Moreover, the mass culture that helped solidify the American polity then spread across the Atlantic and permeated the often rigid cultural quarters of Europe. In Rethinking American History in a Global Age, Thomas Bender makes an appeal for a less nation-centered analysis that incorporates a global perspective. Bender does not argue that historians should merely study American foreign relations in greater numbers. Instead, “The point is that we must understand every dimension of American life as entangled in other histories. Other histories are implicated in American history, and the Untied States in implicated in other histories” (Bender, Rethinking American History, 6). Rydell and Kroes do a good job of showing how other histories are implicated in American history through mass culture, though maybe the focus on the “Americanization” of the world is overstated and reaffirms the typical exceptionalist narrative.

P.T. Barnum's American Museum, New York City. 1855. Library of Congress.

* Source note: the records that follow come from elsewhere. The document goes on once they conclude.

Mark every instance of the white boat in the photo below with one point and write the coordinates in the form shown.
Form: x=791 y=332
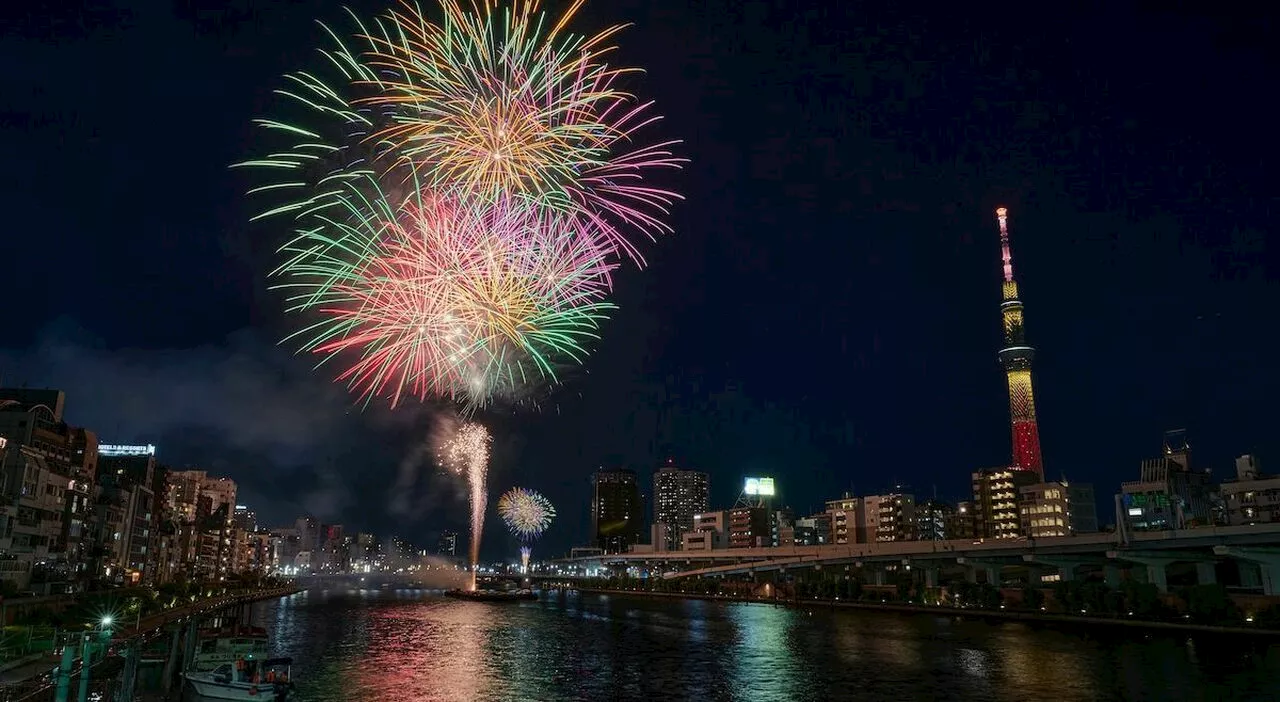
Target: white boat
x=265 y=680
x=227 y=646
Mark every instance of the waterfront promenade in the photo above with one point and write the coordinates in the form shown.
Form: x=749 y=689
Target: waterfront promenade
x=24 y=675
x=1246 y=556
x=1000 y=612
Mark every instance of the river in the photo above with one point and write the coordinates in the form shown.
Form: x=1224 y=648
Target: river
x=406 y=646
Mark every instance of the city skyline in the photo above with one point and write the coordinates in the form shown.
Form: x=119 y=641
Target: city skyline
x=824 y=308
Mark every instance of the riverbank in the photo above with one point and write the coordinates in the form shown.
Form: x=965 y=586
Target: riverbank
x=202 y=606
x=1016 y=615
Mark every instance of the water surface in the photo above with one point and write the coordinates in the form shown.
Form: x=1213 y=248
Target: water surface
x=416 y=646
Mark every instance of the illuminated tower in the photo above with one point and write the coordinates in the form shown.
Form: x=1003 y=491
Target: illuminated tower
x=1016 y=358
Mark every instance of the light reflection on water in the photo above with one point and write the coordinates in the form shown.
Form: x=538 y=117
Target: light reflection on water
x=415 y=646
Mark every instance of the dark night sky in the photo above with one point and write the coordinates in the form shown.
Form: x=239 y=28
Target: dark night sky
x=827 y=310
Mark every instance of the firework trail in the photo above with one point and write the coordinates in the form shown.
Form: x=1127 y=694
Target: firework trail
x=466 y=454
x=460 y=190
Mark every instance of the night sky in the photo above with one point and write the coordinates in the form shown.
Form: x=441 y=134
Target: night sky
x=827 y=310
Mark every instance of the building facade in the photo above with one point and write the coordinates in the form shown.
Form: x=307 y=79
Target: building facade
x=933 y=519
x=996 y=501
x=616 y=510
x=1057 y=509
x=749 y=527
x=677 y=496
x=1170 y=492
x=1252 y=497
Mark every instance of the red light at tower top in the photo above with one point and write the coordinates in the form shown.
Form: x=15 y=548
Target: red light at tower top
x=1016 y=358
x=1002 y=217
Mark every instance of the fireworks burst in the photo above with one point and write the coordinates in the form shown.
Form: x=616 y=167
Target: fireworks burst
x=466 y=452
x=501 y=101
x=458 y=302
x=526 y=513
x=460 y=191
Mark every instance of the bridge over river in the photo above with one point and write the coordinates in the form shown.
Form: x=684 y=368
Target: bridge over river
x=1240 y=557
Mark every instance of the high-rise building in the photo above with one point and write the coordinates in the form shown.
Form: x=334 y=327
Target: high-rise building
x=749 y=527
x=1170 y=493
x=995 y=501
x=677 y=496
x=896 y=522
x=711 y=530
x=845 y=516
x=1057 y=509
x=42 y=481
x=1252 y=497
x=206 y=506
x=932 y=519
x=1016 y=358
x=616 y=511
x=245 y=519
x=963 y=524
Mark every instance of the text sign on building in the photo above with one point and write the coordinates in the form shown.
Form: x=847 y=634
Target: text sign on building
x=126 y=450
x=759 y=486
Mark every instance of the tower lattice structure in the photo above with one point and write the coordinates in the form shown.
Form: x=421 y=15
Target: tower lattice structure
x=1016 y=358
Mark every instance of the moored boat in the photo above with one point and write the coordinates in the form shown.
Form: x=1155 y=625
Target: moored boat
x=246 y=679
x=227 y=646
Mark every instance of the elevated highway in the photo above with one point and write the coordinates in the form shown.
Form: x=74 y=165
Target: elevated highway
x=1253 y=550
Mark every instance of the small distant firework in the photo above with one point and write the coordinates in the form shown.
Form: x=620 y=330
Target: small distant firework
x=526 y=513
x=466 y=454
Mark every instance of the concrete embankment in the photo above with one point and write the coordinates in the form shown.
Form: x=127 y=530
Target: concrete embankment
x=1047 y=618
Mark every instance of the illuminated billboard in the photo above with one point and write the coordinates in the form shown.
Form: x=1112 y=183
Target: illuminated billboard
x=126 y=450
x=762 y=487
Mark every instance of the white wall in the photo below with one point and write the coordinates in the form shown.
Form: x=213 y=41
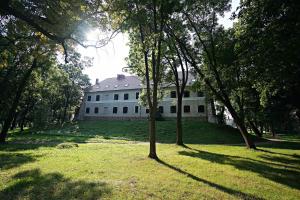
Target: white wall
x=107 y=103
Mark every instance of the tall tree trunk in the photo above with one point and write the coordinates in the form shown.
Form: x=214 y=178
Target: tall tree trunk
x=255 y=129
x=179 y=140
x=242 y=128
x=14 y=121
x=152 y=137
x=15 y=103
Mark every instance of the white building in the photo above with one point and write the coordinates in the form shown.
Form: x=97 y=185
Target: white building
x=118 y=98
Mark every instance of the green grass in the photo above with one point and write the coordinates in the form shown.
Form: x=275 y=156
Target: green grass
x=108 y=160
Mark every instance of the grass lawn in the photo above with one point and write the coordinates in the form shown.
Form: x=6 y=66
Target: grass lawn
x=108 y=160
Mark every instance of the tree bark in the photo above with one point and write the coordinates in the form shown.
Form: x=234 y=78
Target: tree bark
x=15 y=103
x=179 y=140
x=242 y=128
x=152 y=137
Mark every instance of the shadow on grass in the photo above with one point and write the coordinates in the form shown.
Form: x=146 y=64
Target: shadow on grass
x=230 y=191
x=279 y=172
x=32 y=184
x=11 y=160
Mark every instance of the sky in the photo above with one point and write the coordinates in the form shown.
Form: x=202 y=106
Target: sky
x=109 y=60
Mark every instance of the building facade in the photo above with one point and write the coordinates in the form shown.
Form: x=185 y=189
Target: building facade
x=118 y=98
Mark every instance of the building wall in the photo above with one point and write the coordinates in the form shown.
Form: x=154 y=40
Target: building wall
x=106 y=103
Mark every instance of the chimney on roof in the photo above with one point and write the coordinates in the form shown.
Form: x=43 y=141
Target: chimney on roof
x=120 y=76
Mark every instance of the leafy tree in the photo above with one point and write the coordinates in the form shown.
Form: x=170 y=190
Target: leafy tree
x=205 y=55
x=268 y=35
x=145 y=22
x=178 y=74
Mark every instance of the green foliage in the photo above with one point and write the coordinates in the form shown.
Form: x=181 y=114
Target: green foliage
x=33 y=168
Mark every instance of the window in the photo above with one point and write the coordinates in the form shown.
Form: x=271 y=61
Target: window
x=200 y=94
x=98 y=98
x=115 y=110
x=186 y=109
x=200 y=108
x=173 y=109
x=89 y=98
x=186 y=93
x=116 y=96
x=126 y=96
x=173 y=94
x=161 y=109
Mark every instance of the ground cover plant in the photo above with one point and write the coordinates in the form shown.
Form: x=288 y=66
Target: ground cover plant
x=109 y=161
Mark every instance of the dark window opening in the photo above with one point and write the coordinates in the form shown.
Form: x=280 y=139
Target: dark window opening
x=115 y=110
x=186 y=109
x=200 y=94
x=173 y=109
x=201 y=109
x=173 y=94
x=126 y=96
x=186 y=93
x=116 y=97
x=161 y=109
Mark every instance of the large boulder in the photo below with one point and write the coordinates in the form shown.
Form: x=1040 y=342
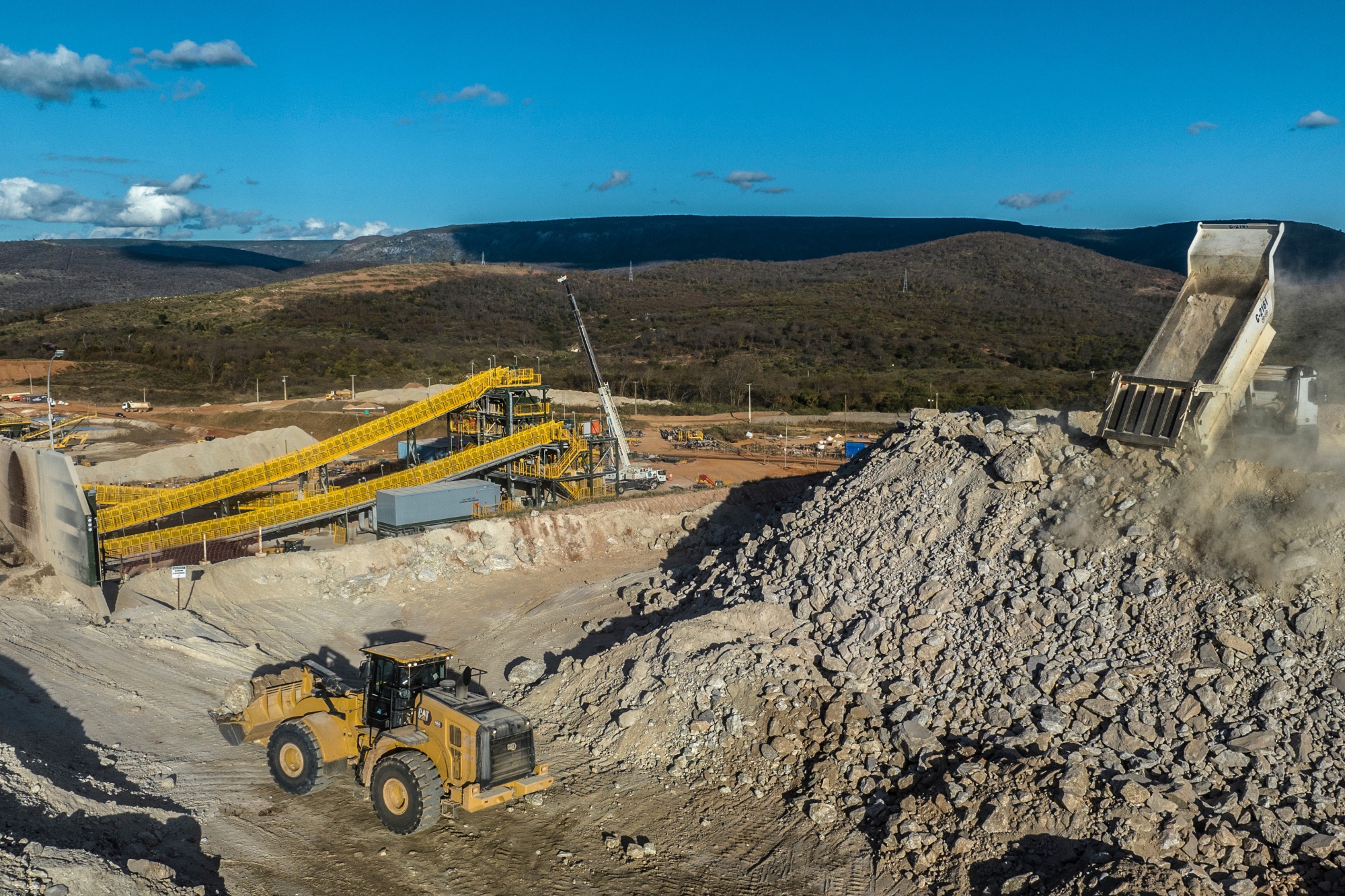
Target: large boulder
x=1019 y=463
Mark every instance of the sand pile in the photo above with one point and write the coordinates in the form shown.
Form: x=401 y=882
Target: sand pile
x=200 y=459
x=1012 y=658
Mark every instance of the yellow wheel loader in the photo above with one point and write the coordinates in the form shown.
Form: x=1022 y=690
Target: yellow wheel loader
x=415 y=735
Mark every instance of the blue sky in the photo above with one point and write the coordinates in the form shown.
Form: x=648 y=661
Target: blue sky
x=364 y=119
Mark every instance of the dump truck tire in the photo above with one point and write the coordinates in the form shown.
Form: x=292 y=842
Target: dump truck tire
x=297 y=759
x=407 y=791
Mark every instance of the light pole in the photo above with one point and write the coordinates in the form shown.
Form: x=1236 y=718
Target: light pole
x=52 y=420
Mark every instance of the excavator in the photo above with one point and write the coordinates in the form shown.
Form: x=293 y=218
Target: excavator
x=416 y=735
x=1204 y=368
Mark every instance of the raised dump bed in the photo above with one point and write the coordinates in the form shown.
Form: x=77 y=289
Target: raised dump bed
x=1206 y=354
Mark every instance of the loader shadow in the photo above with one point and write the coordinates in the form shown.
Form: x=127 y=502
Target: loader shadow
x=52 y=743
x=346 y=667
x=746 y=510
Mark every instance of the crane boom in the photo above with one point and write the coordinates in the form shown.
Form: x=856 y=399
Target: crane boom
x=614 y=421
x=637 y=477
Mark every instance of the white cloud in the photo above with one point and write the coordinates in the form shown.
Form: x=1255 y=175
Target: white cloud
x=747 y=179
x=618 y=179
x=189 y=54
x=146 y=209
x=1317 y=119
x=319 y=229
x=54 y=77
x=1034 y=200
x=473 y=92
x=188 y=89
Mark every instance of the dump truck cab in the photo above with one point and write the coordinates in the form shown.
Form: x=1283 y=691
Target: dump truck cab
x=1284 y=396
x=416 y=735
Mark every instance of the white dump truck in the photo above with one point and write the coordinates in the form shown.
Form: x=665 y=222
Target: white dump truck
x=1206 y=362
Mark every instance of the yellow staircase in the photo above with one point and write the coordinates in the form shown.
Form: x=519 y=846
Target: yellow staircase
x=170 y=501
x=493 y=454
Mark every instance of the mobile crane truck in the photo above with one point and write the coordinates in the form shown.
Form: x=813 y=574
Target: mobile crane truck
x=415 y=735
x=627 y=477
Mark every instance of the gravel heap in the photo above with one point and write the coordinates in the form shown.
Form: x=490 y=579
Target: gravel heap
x=200 y=459
x=1013 y=657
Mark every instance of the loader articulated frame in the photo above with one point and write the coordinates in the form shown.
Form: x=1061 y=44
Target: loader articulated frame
x=415 y=733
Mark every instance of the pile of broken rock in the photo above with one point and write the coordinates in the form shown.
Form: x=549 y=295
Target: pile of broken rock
x=995 y=646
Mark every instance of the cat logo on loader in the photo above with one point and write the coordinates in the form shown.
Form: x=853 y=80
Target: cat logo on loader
x=415 y=735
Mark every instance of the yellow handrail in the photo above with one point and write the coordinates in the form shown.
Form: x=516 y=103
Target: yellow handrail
x=338 y=498
x=61 y=424
x=170 y=501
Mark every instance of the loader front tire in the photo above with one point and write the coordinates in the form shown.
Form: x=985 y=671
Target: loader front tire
x=297 y=759
x=407 y=791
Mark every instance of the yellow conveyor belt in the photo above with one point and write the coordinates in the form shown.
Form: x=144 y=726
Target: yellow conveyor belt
x=318 y=506
x=170 y=501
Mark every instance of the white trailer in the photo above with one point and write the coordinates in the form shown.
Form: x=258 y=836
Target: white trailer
x=1200 y=366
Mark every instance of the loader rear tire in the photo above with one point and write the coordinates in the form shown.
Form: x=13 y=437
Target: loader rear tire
x=297 y=759
x=407 y=791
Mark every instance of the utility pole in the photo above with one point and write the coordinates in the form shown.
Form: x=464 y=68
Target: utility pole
x=52 y=420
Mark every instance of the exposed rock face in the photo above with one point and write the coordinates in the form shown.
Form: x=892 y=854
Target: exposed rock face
x=988 y=631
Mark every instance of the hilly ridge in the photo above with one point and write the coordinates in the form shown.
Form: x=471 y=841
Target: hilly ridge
x=89 y=271
x=1308 y=249
x=991 y=318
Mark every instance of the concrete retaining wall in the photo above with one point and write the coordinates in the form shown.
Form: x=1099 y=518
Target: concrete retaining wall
x=44 y=509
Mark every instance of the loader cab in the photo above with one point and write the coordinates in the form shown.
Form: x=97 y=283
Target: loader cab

Buffalo Bill in Bologna was an extremely fun and informative read. The first chapter discusses the origins of mass culture by focusing on Vaudeville theater, traveling circuses, “Wild West” shows, popular books, photography, and department stores. Kroes and Rydell’s discussion of P.T. Barnum’s American Museum shows explains Barnum’s rise to fame and fortune through his popular “freak” shows. What was notable about his particular brand of entertainment was his uncanny eye for public relations and understanding his audience. The authors quote David Boorstin as writing that Barnum’s chief discovery “was not how easy it was to deceive the public, but rather, how much the public enjoyed being deceived” (21). As I read the rest of the book, I was struck by how apt this description is when applied to other forms of mass culture until the present. Mass culture is predicated on the faster spread of ideas, more immediate access to information and entertainment; but at the end of the day, people usually privilege entertainment over all else. Maybe this is how Theodore Roosevelt’s Rough Riders and the yellow journalism leading up to the Spanish-American war could capture the nation’s attention and pave the way to imperialism.

Subsequent chapters focus on world’s fairs to show the expansion of America’s “cultural frontiers” at home and abroad. Mass culture was not without its detractors, of course. Numerous American intellectuals during the World War I era and Europeans decried mass culture as a scourge on higher cultural and artistic forms and “dehumanizing.”

Rydell and Kroes argue that mass culture promoted “dreams of empire and consumerism” (72). I was reminded of Paul Kramer’s essay on imperialism in the American Historical Review when reading this book because the authors pay special attention to the ways in which American mass culture reified imperial ideology. From circuses to other forms of entertainment, mass culture shaped dominant views of race, civilization, and imperialism. The authors use Edward Said’s term “orientalism” to discuss the ways that mass culture featured displays of Middle Easterners to characterize them as the “other.” For example, refer to the image of Buffalo Bill’s “Congress of Rough Riders” that depicted the “Arabs” from “Soudan.” Similarly, Native Americans, Filipinos, blacks, and European immigrants were also caricatured or portrayed as uncivilized. A key tenet of Said’s thesis is that these cultural or even scholarly depictions of the “other” hold real power because they often encourage imperial action.

Despite the hold of mass culture on the American public and the rest of the world, the authors show that mass culture was not merely imbibed by the public and all its messages passively received. The debates that are present within these book’s chapters and the diverse reactions to mass culture show that producers of these forms did not always hold all the power, but also encountered mass culture’s limits.